Program to Find Out the Maximum Points From Removals in Python

In this problem, we need to find the maximum points from removing contiguous sublists of identical values. When we remove a sublist of length t with the same value, we get t * t points. The key insight is that we can strategically remove elements to merge identical values and maximize our score.

Problem Explanation

Given a list like [4, 4, 6, 4, 4], we can:

• First remove the single 6 ? get 1 * 1 = 1 point
• Then remove all four 4s together ? get 4 * 4 = 16 points
• Total: 1 + 16 = 17 points

Dynamic Programming Approach

We use a recursive function dp(left, right, t) where:

• left, right: boundaries of the current subarray
• t: number of identical elements we can merge with the leftmost element

class Solution:
    def solve(self, nums):
        def dp(left, right, t):
            if left > right:
                return 0
            
            # Find all consecutive identical elements from left
            num = nums[left]
            left2 = left
            while left2 < right and nums[left2 + 1] == num:
                left2 += 1
            
            # Add the count of identical elements
            t += left2 - left + 1
            left = left2 + 1
            
            # Option 1: Remove all identical elements now
            points = t ** 2 + dp(left, right, 0)
            
            # Option 2: Try to merge with future identical elements
            for mid in range(left, right + 1):
                if nums[mid] == num:
                    points = max(points, dp(left, mid - 1, 0) + dp(mid, right, t))
            
            return points
        
        return dp(0, len(nums) - 1, 0)

# Test the solution
solution = Solution()
nums = [4, 4, 6, 4, 4]
result = solution.solve(nums)
print(f"Maximum points for {nums}: {result}")

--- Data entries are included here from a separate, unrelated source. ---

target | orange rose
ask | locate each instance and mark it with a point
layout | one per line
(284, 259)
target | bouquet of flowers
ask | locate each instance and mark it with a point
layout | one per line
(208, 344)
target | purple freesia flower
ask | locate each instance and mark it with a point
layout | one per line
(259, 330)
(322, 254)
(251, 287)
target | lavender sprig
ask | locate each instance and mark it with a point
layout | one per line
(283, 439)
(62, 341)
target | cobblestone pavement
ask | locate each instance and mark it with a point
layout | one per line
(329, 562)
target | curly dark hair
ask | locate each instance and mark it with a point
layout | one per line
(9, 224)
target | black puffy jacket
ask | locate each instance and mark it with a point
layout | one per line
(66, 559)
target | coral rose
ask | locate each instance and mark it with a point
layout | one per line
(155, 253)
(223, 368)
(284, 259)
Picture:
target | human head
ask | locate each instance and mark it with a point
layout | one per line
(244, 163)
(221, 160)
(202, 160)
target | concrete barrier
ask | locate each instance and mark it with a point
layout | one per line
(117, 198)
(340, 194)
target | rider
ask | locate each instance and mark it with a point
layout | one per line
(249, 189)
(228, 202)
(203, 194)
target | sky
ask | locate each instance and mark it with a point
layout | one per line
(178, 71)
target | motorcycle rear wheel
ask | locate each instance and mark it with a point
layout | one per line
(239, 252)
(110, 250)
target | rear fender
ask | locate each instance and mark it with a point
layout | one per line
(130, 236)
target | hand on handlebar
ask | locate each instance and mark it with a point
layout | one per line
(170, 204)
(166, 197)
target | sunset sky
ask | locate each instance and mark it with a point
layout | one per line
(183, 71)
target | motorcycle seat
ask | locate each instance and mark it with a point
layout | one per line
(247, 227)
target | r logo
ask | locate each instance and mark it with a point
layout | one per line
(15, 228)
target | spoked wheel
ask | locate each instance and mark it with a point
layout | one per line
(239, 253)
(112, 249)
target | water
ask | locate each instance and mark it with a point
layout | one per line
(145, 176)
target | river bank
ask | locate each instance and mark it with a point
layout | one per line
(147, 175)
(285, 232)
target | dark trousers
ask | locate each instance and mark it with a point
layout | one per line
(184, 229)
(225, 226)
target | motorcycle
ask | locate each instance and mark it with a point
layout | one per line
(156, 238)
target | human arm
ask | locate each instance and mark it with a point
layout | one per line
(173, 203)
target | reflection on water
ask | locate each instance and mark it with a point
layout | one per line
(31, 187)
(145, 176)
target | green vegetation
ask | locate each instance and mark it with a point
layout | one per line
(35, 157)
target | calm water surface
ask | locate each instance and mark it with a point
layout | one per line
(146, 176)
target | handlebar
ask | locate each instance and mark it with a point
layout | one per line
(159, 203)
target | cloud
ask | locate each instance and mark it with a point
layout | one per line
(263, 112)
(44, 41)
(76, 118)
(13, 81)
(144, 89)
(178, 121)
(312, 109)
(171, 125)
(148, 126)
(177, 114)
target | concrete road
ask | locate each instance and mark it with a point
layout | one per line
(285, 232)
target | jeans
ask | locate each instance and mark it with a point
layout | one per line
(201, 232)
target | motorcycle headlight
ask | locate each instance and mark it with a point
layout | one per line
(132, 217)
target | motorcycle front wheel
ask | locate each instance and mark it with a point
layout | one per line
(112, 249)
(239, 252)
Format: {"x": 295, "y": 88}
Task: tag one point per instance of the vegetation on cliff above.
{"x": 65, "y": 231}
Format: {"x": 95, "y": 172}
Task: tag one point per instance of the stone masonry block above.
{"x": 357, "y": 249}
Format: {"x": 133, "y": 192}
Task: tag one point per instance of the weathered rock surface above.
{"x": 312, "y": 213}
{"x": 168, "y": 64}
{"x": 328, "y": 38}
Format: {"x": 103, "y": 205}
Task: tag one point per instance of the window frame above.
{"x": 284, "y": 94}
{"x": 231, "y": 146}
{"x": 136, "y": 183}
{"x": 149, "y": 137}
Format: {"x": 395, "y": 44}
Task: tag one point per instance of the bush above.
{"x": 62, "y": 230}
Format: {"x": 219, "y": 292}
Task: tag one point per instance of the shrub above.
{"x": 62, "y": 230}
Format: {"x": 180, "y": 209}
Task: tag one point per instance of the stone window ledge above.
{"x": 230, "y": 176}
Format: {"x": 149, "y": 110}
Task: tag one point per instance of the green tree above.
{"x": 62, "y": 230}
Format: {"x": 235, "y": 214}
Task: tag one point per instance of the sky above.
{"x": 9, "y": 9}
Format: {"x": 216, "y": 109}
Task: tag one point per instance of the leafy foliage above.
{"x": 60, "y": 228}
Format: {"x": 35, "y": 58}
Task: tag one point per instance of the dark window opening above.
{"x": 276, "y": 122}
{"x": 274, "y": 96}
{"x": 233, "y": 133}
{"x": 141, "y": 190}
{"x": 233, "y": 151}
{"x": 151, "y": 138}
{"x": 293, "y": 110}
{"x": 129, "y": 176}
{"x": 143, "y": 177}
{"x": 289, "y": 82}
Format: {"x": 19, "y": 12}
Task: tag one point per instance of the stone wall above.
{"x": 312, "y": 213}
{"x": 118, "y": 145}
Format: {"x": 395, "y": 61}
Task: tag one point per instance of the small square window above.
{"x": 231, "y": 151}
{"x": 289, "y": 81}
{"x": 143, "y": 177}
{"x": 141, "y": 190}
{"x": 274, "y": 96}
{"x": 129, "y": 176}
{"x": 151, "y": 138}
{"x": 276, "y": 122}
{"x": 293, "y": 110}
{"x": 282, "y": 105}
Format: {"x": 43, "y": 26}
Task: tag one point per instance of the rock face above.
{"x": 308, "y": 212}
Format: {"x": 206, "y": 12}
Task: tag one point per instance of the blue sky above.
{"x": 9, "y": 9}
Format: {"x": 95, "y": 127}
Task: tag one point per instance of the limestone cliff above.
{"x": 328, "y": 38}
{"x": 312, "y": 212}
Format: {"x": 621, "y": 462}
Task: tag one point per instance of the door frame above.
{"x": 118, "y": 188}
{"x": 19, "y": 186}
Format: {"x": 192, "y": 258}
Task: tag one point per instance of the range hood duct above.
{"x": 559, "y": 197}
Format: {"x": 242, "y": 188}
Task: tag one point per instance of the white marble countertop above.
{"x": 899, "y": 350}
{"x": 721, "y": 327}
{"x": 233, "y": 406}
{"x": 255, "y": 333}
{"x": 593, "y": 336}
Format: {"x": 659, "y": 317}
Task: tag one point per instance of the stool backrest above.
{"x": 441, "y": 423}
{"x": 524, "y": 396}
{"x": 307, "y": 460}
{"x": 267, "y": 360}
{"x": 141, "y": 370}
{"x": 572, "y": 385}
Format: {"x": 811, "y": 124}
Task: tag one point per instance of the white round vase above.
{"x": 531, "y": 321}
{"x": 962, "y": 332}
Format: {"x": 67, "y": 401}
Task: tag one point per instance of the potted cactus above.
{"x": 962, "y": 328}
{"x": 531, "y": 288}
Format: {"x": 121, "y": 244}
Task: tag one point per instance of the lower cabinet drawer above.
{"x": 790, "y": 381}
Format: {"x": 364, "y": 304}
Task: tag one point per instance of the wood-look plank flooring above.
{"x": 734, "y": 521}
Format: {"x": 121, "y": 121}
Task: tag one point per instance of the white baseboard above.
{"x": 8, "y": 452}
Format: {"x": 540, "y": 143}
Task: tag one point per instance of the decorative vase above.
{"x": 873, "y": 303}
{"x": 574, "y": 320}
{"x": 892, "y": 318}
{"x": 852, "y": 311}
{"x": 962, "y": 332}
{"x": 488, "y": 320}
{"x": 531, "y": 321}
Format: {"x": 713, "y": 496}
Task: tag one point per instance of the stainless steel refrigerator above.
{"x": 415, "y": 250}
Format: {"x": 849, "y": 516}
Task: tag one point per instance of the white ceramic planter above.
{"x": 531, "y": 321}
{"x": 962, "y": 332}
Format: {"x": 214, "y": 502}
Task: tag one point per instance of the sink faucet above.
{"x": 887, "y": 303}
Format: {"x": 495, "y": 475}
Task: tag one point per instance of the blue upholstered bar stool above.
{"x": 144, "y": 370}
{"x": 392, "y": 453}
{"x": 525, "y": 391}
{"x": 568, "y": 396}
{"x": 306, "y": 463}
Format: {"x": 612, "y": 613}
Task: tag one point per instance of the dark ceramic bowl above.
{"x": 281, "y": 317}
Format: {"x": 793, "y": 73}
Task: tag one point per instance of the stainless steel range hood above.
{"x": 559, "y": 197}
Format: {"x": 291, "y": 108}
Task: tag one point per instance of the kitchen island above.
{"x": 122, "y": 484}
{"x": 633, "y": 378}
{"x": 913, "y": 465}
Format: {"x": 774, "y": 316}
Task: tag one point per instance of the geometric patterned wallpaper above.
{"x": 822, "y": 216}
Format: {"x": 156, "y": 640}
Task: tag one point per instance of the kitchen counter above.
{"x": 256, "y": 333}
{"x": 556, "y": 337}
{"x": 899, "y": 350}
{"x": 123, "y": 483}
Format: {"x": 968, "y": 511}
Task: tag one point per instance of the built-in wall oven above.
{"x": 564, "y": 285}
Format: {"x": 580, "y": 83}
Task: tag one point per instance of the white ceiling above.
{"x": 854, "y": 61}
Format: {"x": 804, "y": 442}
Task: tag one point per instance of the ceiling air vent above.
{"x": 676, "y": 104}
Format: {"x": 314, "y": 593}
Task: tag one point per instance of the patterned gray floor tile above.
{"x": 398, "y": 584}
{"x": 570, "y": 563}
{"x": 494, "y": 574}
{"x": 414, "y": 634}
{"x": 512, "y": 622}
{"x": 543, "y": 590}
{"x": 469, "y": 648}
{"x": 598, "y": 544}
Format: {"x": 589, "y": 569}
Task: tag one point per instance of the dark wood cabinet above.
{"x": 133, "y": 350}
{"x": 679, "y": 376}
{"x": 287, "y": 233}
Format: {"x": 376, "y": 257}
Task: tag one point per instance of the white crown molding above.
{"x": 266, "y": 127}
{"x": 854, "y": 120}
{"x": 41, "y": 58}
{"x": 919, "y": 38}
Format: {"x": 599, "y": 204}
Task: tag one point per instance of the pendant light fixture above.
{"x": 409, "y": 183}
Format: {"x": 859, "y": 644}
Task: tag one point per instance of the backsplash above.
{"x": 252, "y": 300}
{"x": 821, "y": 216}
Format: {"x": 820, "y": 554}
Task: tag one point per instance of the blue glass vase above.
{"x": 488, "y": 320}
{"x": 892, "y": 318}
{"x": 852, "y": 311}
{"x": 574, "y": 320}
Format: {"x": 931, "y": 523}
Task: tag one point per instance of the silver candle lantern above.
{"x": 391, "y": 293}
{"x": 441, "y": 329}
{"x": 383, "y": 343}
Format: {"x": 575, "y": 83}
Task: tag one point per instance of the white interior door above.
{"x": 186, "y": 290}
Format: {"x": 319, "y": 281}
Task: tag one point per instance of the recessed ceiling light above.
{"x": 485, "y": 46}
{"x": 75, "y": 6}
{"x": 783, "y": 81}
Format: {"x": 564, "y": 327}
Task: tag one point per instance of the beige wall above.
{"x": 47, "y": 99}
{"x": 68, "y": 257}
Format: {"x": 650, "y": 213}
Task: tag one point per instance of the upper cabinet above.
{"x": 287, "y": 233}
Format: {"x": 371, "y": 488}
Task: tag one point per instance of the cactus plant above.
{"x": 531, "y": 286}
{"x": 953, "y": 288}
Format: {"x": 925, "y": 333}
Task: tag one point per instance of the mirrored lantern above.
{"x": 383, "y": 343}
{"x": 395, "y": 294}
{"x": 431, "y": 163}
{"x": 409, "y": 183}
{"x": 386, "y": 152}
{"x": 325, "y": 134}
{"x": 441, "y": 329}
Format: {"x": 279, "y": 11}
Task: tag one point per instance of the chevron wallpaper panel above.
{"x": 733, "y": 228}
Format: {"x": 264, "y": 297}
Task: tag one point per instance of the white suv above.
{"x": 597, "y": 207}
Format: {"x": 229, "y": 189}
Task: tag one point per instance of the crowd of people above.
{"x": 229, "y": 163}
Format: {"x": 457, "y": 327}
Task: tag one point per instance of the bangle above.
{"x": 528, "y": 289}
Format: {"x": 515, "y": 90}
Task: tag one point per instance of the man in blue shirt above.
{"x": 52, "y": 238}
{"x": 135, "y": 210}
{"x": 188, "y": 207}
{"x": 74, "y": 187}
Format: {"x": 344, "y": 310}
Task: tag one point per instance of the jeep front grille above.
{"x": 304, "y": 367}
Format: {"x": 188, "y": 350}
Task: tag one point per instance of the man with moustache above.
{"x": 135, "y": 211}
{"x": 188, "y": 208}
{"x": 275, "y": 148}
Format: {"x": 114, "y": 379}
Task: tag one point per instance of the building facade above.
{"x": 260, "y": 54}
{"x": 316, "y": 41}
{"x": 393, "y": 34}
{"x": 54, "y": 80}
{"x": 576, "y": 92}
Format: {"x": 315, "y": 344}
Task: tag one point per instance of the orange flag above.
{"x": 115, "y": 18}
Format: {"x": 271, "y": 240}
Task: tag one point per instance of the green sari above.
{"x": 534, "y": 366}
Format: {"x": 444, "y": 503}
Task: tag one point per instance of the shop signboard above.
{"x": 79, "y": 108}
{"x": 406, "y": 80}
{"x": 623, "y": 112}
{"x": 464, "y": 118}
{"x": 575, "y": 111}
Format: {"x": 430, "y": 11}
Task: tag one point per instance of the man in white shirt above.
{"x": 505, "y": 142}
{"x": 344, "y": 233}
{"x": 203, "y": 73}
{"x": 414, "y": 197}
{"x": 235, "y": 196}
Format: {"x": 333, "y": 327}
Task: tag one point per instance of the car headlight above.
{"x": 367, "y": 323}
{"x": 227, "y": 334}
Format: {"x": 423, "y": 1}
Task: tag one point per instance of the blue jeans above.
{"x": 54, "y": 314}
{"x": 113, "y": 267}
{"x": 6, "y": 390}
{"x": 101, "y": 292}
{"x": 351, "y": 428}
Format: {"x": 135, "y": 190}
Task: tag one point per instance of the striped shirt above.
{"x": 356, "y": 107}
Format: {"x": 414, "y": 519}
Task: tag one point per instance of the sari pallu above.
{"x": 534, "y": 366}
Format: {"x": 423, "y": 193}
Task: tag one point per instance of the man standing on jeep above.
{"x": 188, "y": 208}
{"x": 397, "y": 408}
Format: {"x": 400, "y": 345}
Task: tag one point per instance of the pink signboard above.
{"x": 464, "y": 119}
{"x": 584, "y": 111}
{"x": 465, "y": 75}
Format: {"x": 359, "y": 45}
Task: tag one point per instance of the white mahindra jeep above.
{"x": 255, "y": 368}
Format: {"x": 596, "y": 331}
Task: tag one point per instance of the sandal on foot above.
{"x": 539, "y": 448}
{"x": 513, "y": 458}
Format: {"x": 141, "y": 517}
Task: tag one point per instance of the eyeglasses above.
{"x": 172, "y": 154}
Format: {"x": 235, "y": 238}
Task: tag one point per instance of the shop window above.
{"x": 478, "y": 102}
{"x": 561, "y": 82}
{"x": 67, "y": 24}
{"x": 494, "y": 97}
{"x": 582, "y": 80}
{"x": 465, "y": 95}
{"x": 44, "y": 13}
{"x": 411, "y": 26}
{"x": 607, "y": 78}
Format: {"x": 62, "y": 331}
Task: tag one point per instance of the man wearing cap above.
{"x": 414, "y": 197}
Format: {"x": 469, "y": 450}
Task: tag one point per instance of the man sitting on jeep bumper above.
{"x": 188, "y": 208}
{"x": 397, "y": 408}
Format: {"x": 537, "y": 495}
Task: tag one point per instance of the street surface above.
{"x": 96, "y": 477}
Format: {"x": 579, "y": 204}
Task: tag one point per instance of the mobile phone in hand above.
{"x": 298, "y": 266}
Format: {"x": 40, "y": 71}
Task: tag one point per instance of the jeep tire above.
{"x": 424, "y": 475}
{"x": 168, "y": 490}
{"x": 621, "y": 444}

Maximum points for [4, 4, 6, 4, 4]: 17

How It Works

The algorithm considers two strategies at each step:

1. Immediate removal: Remove all consecutive identical elements from the left and continue with the rest
2. Delayed removal: Skip some elements to merge with identical values later, potentially getting more points

Example Walkthrough

# Let's trace through [4, 4, 6, 4, 4]
solution = Solution()

# Test with different examples
test_cases = [
    [4, 4, 6, 4, 4],
    [1, 3, 2, 2, 2, 3, 4, 3, 1],
    [1, 1, 1]
]

for nums in test_cases:
    result = solution.solve(nums)
    print(f"Input: {nums}")
    print(f"Maximum points: {result}")
    print()

Input: [4, 4, 6, 4, 4]
Maximum points: 17

Input: [1, 3, 2, 2, 2, 3, 4, 3, 1]
Maximum points: 23

Input: [1, 1, 1]
Maximum points: 9

Key Points

• The algorithm uses dynamic programming with memoization for optimal substructure
• At each position, we decide whether to remove elements immediately or wait to merge with future identical elements
• Time complexity is O(n³) due to the nested loops and recursive calls
• The strategy maximizes points by creating larger groups of identical elements

Conclusion

This dynamic programming solution finds the maximum points by exploring both immediate removal and strategic merging of identical elements. The key insight is balancing immediate gains against potential future merges for higher scores.